Hominid paleontology and archaeology

Neanderthal artifact discovered in Slovenia, at Divje Baba. Thought by its discoverers to be a flute, it is a cave bear bone with two well-preserved holes and probably two more, that have been damaged through time, associated with Neanderthal remains and older than 35,000 years (Kunej and Turk, 2000). However, few extrapolations from the hard evidence concerning Neanderthals go unquestioned: skeptics have concluded that the holes represent the gnawing of a cave bear (D’Errico et al., 1998). Such tantalizing tidbits of information provide a screen upon which the imagination can project a fully human creature, as intelligent as ourselves and with a complex language, rich social structure, and detailed culturally transmitted knowledge of its world (Auel, 1984). But the skeptic can cite the lack of art and relatively static stone toolkit – along with their eventual demise when modern humans moved into Europe – as evidence that they were just as backward and unsophisticated as the common “caveman” image portrays. Although the truth is probably somewhere in between, the basic plausibility of the whole continuum is what makes the Neanderthalers such a contentious topic for paleoanthropologists. My own attitude is agnostic, but respectful.
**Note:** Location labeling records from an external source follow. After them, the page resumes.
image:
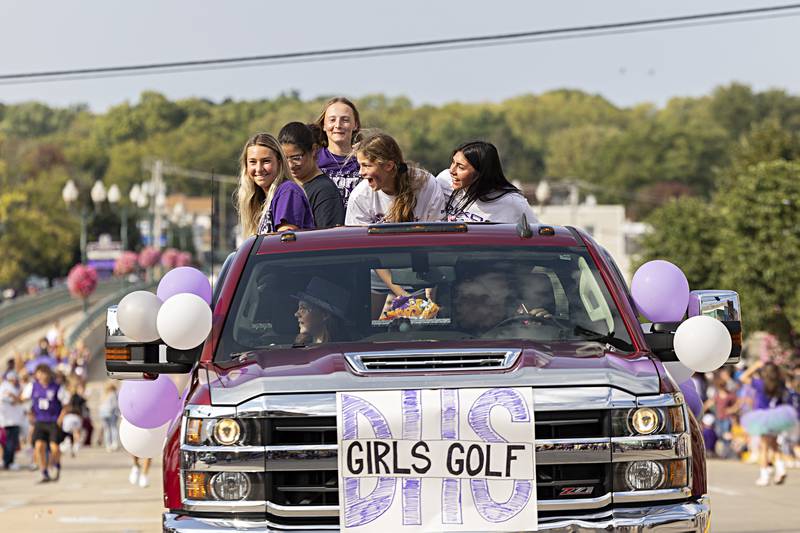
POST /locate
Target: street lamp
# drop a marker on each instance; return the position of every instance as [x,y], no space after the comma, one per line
[114,197]
[70,195]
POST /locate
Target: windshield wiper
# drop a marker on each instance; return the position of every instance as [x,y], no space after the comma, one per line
[608,338]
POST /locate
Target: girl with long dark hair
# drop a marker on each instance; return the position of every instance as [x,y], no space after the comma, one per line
[478,191]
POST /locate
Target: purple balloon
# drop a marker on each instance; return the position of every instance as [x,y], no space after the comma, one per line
[660,291]
[184,279]
[149,404]
[689,390]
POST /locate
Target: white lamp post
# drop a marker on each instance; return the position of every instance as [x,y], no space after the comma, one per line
[70,195]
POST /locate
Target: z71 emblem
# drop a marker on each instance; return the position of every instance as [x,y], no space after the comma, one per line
[576,491]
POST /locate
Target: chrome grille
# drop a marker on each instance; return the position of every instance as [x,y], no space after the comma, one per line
[431,360]
[296,434]
[302,476]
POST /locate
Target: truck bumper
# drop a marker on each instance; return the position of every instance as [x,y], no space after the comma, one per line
[692,516]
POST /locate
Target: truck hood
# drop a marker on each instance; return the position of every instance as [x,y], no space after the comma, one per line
[325,369]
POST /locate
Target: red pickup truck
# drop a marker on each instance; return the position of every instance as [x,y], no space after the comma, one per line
[428,377]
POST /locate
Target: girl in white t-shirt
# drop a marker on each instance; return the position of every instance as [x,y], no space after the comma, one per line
[478,191]
[391,190]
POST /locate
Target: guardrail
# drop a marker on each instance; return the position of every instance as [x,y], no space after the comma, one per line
[29,312]
[98,310]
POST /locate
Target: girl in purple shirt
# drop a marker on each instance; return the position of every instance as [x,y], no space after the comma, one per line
[771,415]
[268,200]
[340,125]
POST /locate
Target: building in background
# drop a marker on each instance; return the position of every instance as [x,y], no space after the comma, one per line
[559,204]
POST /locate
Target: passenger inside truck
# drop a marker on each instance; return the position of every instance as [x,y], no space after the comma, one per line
[297,301]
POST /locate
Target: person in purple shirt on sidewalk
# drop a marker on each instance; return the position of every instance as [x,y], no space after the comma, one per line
[42,355]
[268,200]
[48,399]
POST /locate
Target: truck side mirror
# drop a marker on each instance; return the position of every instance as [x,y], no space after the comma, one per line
[720,304]
[129,359]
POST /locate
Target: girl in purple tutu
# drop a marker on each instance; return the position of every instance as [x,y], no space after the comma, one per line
[771,415]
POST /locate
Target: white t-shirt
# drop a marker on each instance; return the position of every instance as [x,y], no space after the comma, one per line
[366,206]
[508,208]
[11,414]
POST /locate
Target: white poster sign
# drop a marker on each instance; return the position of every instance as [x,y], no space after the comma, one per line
[437,460]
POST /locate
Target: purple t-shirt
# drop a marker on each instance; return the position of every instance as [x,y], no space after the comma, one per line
[45,403]
[342,169]
[289,206]
[762,401]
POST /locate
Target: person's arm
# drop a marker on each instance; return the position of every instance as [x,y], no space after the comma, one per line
[386,277]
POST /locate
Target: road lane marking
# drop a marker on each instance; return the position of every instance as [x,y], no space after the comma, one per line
[12,504]
[106,520]
[725,492]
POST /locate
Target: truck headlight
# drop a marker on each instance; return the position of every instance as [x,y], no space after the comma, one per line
[230,486]
[651,475]
[227,431]
[644,475]
[645,420]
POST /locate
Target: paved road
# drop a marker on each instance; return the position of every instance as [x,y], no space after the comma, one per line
[738,506]
[94,495]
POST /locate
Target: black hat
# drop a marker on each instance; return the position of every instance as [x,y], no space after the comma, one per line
[325,295]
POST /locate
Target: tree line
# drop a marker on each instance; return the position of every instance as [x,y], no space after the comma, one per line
[683,166]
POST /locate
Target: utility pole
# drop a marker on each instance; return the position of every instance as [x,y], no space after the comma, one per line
[158,186]
[222,179]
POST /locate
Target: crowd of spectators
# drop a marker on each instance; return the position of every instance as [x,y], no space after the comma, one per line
[69,367]
[729,394]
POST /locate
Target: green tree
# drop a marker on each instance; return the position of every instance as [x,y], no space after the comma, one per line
[759,245]
[684,232]
[34,240]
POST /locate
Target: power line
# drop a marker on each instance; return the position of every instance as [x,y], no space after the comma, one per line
[438,45]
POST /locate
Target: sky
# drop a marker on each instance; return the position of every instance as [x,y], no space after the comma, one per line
[626,69]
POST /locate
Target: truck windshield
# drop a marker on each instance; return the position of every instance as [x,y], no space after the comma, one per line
[410,295]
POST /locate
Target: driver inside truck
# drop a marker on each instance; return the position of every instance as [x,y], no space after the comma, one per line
[321,313]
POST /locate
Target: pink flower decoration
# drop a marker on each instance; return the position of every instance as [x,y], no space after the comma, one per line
[82,281]
[125,263]
[148,257]
[169,258]
[184,259]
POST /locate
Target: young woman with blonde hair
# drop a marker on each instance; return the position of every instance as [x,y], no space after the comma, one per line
[268,200]
[340,125]
[391,190]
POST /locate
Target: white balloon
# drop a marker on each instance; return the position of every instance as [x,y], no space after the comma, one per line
[184,321]
[678,371]
[702,343]
[143,442]
[136,316]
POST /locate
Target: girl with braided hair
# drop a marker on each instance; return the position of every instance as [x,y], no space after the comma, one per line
[391,190]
With a brain size comparable to our own, or slightly larger, these hominids were no one’s fool, and their tools appeared to be perfectly adequate to make a good living in a very challenging environment (one in which most contemporary humans would quickly perish, if unprepared). They were successful big-game hunters, and were physically intensely powerful. It is unlikely that any modern human that tangled with a Neanderthal one-on-one would come out a winner. Neanderthals successfully replaced an early influx of modern humans into the Levant (D’Errico, 2003; Shea, 2003), though there is no evidence of interactions between them. Given the absence of archaeological evidence for warfare (Shea, 2003), the notion that Homo sapiens wiped out Neanderthals directly, in combat, seems less likely than that some new disease brought along from Africa did the job – as happened when Eurasians invaded the New World (Diamond, 1997). But questions about Neanderthal culture, social structure, and cognition remain unresolved by the available data. In particular, we simply don’t know whether Neanderthals had a form of language. I will discuss reconstructions of the Neanderthal vocal tract in Chapter 8 to support this conclusion.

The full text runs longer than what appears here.